Bug 458118

Summary: Track deletions of objects from unloaded shared libraries
Product: [Developer tools] valgrind Reporter: Michael Barth <Spirrwell>
Component: memcheckAssignee: Julian Seward <jseward>
Status: REPORTED ---    
Severity: wishlist CC: philippe.waroquiers, pjfloyd
Priority: NOR    
Version First Reported In: unspecified   
Target Milestone: ---   
Platform: Other   
OS: Linux   
Latest Commit: Version Fixed/Implemented In:
Sentry Crash Report:

Description Michael Barth 2022-08-20 23:23:20 UTC
I don't know if this is something that is possible. Consider the following, you create an object in one shared library that is deleted in another. You then unload the library that did the allocation, and then proceed to delete the object. If that object is not trivial and has destructors that need to be called, you will end up with a segmentation fault.

Valgrind will simply report the issue as "is not stack'd, malloc'd or (recently) free'd." This had lead me to believing I had some kind of heap corruption bug with an overwrite or underwrite somewhere that was altering the pointer to point at something that did not exist. But it was a lot simpler than that, the shared library that created the object was simply unloaded.

If these kinds of bugs could be found by Valgrind, that would be extremely helpful.
Comment 1 Paul Floyd 2022-08-21 16:57:09 UTC
Does --keep-debuginfo=yes make any difference?

Also can you provide a small example that reproduces the issue?
Comment 2 Michael Barth 2022-08-21 19:15:03 UTC
(In reply to Paul Floyd from comment #1)
> Does --keep-debuginfo=yes make any difference?
> 
> Also can you provide a small example that reproduces the issue?

This does not make any difference for me. Here is an example repo: https://github.com/Spirrwell/so_unload_delete_demo

It is worth noting that when using --leak-check=full, valgrind does pick up on the fact that there's a leak relating to dlclose in this example. But only when these two things are side-by-side in such a small example would I be able to see the relation between the two.

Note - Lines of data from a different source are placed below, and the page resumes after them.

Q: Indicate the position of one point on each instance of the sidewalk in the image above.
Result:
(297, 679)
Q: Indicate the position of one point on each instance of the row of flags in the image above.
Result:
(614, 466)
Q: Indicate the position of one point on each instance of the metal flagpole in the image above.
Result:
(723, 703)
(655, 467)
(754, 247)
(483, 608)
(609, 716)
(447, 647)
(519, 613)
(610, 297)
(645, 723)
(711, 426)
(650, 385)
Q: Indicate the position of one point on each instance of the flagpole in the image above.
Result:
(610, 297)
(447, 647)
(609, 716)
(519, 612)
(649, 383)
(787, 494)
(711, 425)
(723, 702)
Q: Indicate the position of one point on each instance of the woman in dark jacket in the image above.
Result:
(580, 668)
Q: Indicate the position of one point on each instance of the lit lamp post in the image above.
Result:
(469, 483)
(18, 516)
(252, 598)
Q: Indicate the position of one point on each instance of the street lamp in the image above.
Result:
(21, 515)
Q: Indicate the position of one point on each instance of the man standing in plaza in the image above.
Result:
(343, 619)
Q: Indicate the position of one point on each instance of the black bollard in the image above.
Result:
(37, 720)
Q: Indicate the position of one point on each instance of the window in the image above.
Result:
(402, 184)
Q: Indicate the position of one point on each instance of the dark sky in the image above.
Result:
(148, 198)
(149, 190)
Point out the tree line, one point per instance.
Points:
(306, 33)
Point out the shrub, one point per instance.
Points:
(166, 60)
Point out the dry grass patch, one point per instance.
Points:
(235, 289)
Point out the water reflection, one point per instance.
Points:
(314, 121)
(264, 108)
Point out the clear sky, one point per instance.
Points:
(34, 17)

While debugging this big old application, I had a giant wall of leaks and I was trying to debug what I THOUGHT was heap corruption, but was simply this shared library unloading issue. So having ANY little extra hint that this kind of problem occurred would be quite useful.
Comment 3 Philippe Waroquiers 2022-08-22 18:38:46 UTC
Valgrind keeps recently freed blocks in a list that allows to report where it was allocated. If the size of this list (controlled by --freelist-vol parameter) is big enough and you use --keep-debuginfo=yes, then I think valgrind should be able to tell you the stack trace that allocated the referenced freed block.

Now, if the segmentation violation happens because the destructor code has been unloaded and this destructor code is not found anymore via a pointer in the dispatch table, then valgrind does not track executable code and/or dispatch table.
Comment 4 Michael Barth 2022-08-22 19:29:47 UTC
I do believe it is a result of the destructor being called and not specifically delete or free. Using placement new with malloc'd memory and calling the destructor manually yields the same kind of segmentation fault.

In which case, that kinda stinks. Oh well, thank you anyway!